The Zimbabwean government has restricted the importation of poultry and sugar, and banned maize imports.
The government has restricted the importation of poultry and sugar in a bid to protect the local manufacturing sector, which has been unable to cope with the competition from the influx of goods from South Africa.
Last week the agriculture ministry banned the importation of maize into the country and, in the process, gave the state-owned Grain Marketing Board a monopoly in maize procurement.
The utilisation of factory capacity in the manufacturing sector is just under 39%, according to the latest statistics from the Confederation of Zimbabwe Industries.
Under-capitalisation, liquidity constraints, high interest rates on short-term loans and high operational costs have been highlighted by the confederation as the main factors contributing to the continued decline in productivity of the manufacturing sector.
Abigail Shonhiwa, the industry and commerce department's permanent secretary, said new legislation was designed to manage imports.
"Import licencing is not banning imports, but we would like to manage them so that we [only] bring into the country what is necessary," she said.
Vince Musewe, an independent economist in Harare, said the government's move was muddled by policy inconsistency. He criticised it for not consulting key stakeholders on the consequences of its actions.
"The banning of imports may be fine and many countries in the world do so to protect themselves, but first there must be capacity in the local industry," he said.
"People are not necessarily buying sugar from South Africa because the local product is expensive; it is because the local industry cannot meet demand."
A better option, Musewe said, would be for the government to increase duty on the imports, as opposed to outright bans. This would allow consumers to make their own choices.
"If the situation is not managed properly, we will see the creation of a black market mushrooming in the near future," Musewe warned.
Allen Hungwe, a political commentator, said protectionist policies would not work and could backfire on the government.
Increase in corruption tendencies
"Given the state of the economy and dwindling disposable incomes, the current price-pegging in Zimbabwe is unaffordable for the ordinary person. What we are likely to see is more illicit trade in those commodities and an increase in corruption tendencies to bring them into the country."

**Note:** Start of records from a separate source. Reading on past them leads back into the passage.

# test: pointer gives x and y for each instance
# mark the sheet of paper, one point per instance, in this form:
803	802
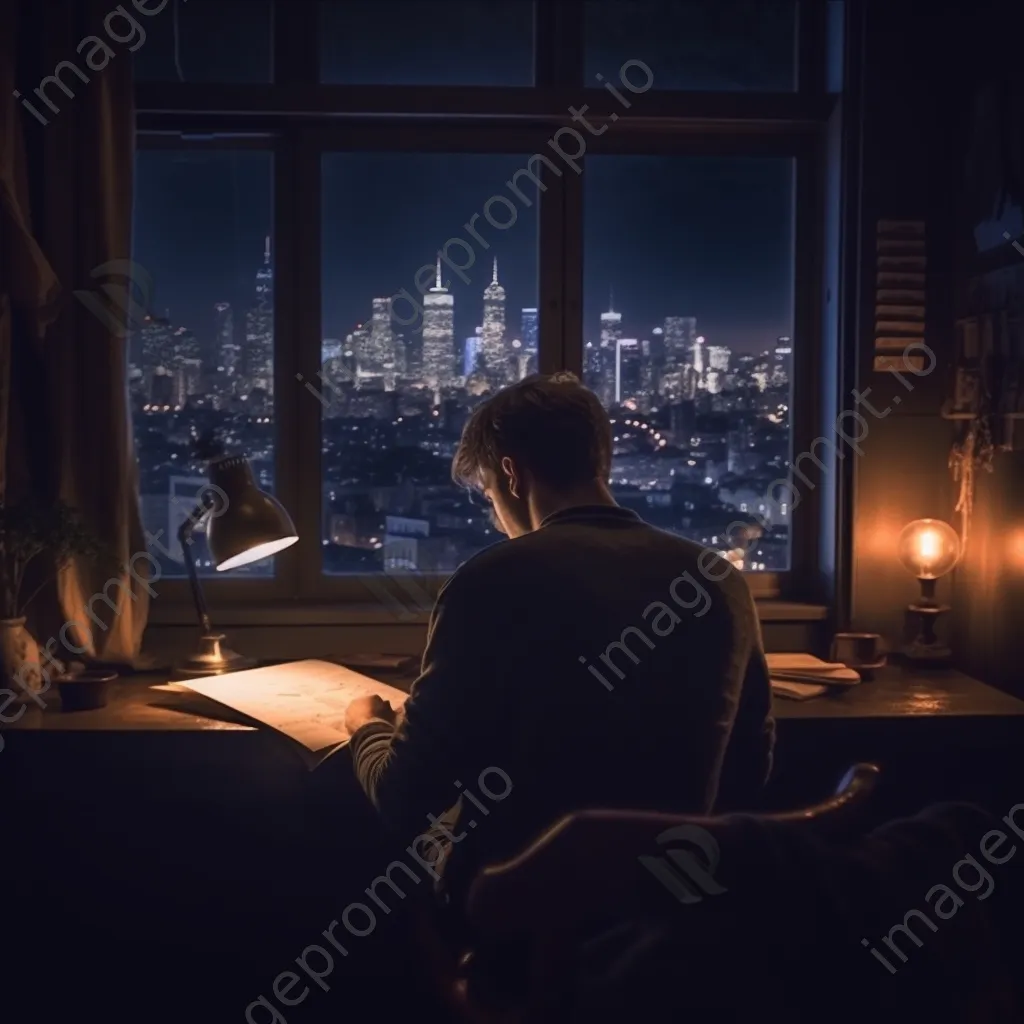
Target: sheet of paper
797	662
305	700
797	691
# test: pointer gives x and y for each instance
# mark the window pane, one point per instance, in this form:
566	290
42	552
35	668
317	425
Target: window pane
202	359
219	41
409	42
708	45
688	290
408	352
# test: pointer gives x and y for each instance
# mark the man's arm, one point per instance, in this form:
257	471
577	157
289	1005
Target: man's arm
750	754
409	769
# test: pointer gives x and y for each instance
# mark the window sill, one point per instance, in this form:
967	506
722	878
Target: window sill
287	614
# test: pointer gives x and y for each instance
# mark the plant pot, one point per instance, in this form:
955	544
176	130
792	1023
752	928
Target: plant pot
20	670
85	690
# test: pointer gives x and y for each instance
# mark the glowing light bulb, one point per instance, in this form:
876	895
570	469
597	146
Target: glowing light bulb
929	548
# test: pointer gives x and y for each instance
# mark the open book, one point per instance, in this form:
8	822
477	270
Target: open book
801	677
304	700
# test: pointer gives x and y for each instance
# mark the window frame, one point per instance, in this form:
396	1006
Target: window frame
300	120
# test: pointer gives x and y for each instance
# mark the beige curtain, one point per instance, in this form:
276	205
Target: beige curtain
66	197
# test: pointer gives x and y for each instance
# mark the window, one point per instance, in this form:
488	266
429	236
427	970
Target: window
412	42
688	342
202	357
708	45
218	41
419	321
659	229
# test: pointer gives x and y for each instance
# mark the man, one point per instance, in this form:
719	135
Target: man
591	660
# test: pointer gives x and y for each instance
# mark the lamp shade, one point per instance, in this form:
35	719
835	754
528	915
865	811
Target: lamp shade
247	523
929	548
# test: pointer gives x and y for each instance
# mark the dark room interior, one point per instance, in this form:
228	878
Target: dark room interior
609	410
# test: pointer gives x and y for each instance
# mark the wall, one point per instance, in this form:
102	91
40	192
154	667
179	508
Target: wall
901	472
924	72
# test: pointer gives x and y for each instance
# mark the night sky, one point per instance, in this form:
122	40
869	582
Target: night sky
671	237
678	236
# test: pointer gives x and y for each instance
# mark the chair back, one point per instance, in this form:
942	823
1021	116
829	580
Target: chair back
590	864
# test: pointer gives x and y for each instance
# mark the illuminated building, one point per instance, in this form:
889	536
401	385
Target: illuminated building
495	357
438	335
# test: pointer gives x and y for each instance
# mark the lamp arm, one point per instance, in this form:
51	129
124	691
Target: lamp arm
185	540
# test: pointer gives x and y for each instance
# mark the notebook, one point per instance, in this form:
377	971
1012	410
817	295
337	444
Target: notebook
799	668
304	700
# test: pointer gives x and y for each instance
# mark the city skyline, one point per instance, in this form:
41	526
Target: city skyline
687	341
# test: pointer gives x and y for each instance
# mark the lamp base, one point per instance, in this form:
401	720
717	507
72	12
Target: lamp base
213	657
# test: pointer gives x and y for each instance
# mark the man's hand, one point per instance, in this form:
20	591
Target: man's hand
364	710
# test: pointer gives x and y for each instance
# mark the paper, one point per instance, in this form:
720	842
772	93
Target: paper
798	668
797	691
305	700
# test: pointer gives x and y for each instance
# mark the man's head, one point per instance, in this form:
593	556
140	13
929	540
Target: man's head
534	446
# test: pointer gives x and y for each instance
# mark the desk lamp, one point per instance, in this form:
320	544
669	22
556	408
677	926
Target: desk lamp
243	525
929	549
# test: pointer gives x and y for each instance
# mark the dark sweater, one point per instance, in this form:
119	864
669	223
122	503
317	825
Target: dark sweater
678	714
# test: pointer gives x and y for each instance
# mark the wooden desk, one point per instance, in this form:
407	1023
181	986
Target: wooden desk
921	725
895	694
206	856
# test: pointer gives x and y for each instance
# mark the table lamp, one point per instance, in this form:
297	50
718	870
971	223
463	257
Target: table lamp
929	549
243	525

Busisa Moyo, the chief executive of United Refineries, applauded the government for protecting local industry.
"I believe in protection. [It will] allow for competitiveness to return to industry, as we have not been able to retool ourselves," said Moyo.
"Some degree of protection, say of between five to eight years, would give industries a chance to re-emerge. But we need to get the balance right in other areas as well, such as power supply, labour costs and utility bills – if we are to see tangible results."
Industry and Commerce Minister Michael Bimha did not return calls.